Il ressort de cette étude que c'est la coupe la large c'est à dire la coupe granulométrique 90-710 µm qui s'avère être la plus efficace et la plus facile d'emploi (page 8, lignes 24 à 32; page 13, lignes 24 à 28; page 14, ligne 35 - page 15, ligne 4).

Il s'ensuit que le choix d'une coupe granulométrique étroite ne saurait être considérée comme évidente puisqu'elle va précisément à l'encontre de l'enseignement de l'état de la technique le plus proche.

La Chambre considère donc qu'il s'agit bien en l'espèce d'une sélection non évidente et que les exigences de l'article 56 de la CBE sont ainsi remplies.

4.4. La requérante-opposante a fait remarquer que l'étude comparative du document (15) était de nature qualitative, qu'elle était basée sur deux sections histologiques et qu'elle ne comportait pas d'analyse statistique.

A ce sujet, la Chambre observe que la requérante-opposante n'a cependant pas contesté l'exactitude des résultats présentés dans cette étude. En outre, c'était à elle qu'appartenait d'apporter des expériences supplémentaires dans le cadre de cette étude afin d'étayer ses doutes éventuels ou de répéter l'étude afin d'en démontrer l'inexactitude.

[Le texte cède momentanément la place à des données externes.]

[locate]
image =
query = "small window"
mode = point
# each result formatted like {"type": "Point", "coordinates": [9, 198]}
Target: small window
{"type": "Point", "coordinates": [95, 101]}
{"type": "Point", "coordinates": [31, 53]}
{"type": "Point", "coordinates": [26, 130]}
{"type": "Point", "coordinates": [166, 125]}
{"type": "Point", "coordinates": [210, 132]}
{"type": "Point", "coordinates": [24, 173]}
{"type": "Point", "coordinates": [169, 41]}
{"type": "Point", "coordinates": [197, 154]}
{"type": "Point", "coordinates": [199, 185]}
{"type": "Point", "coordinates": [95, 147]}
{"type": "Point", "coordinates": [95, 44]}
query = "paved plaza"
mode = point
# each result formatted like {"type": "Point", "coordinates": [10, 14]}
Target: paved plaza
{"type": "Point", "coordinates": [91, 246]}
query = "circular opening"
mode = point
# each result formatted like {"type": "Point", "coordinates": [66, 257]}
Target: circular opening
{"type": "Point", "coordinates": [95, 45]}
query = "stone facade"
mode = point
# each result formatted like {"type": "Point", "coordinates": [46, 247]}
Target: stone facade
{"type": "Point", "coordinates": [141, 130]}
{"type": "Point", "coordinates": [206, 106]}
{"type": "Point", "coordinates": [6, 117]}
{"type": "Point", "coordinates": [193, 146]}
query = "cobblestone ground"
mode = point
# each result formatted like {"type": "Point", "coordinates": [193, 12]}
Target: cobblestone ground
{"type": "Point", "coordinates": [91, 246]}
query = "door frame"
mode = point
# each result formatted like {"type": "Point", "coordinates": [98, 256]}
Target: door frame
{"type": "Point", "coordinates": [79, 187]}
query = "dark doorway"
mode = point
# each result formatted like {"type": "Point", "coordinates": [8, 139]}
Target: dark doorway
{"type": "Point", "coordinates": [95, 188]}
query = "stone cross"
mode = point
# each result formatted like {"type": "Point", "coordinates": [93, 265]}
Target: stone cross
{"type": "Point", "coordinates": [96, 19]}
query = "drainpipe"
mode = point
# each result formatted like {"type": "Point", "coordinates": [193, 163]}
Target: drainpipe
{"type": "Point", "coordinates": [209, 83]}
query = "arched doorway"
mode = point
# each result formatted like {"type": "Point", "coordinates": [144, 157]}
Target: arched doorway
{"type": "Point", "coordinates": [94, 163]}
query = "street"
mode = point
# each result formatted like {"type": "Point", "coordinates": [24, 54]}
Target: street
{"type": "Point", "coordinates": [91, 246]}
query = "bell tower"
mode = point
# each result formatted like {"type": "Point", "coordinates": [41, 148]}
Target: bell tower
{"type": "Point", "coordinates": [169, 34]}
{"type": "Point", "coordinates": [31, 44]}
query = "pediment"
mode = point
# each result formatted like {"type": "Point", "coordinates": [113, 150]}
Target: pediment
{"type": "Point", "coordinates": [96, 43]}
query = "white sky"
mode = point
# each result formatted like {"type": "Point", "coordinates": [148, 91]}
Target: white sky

A propos des considérations de la requérante-opposante en relation avec l'étroitesse de la coupe granulométrique sélectionnée par rapport à la coupe divulguée dans le document (1) et en relation avec la distance de la coupe revendiquée par rapport aux modes de réalisation du document (1), la Chambre fait remarquer que, dans le cadre de l'évaluation de la brevetabilité d'une invention de sélection, ces deux aspects concernent l'appréciation de la nouveauté de l'objet choisi dans l'état de la technique et non l'appréciation de l'activité inventive. Or, la nouveauté n'a jamais été mise en question, ni pendant la phase d'opposition, ni en recours et la Chambre n'a donc pas de raison de développer ce point.

En conséquence de ce qui précède et en l'absence d'autres arguments de la part de la requérante-opposante, la Chambre conclut que l'homme du métier qui se serait proposé de résoudre le problème tel que défini dans l'avant-dernier paragraphe du point 4.2, n'aurait pas pu choisir la coupe granulométrique étroite particulière entre 300 et 360 µm au vu de l'état de la technique disponible.

L'objet de la revendication 1 du jeu de revendications de la requête principale et de ses revendications dépendantes 2 et 3 satisfait donc aux exigences de l'article 56 de la CBE.

DISPOSITIF

Par ces motifs, il est statué comme suit :

1. La décision de la division d'opposition est annulée.

2. Le brevet est maintenu sur la base de l'unique requête présentée pendant la procédure orale.

3. L'affaire est renvoyée à la première instance pour en adapter la description.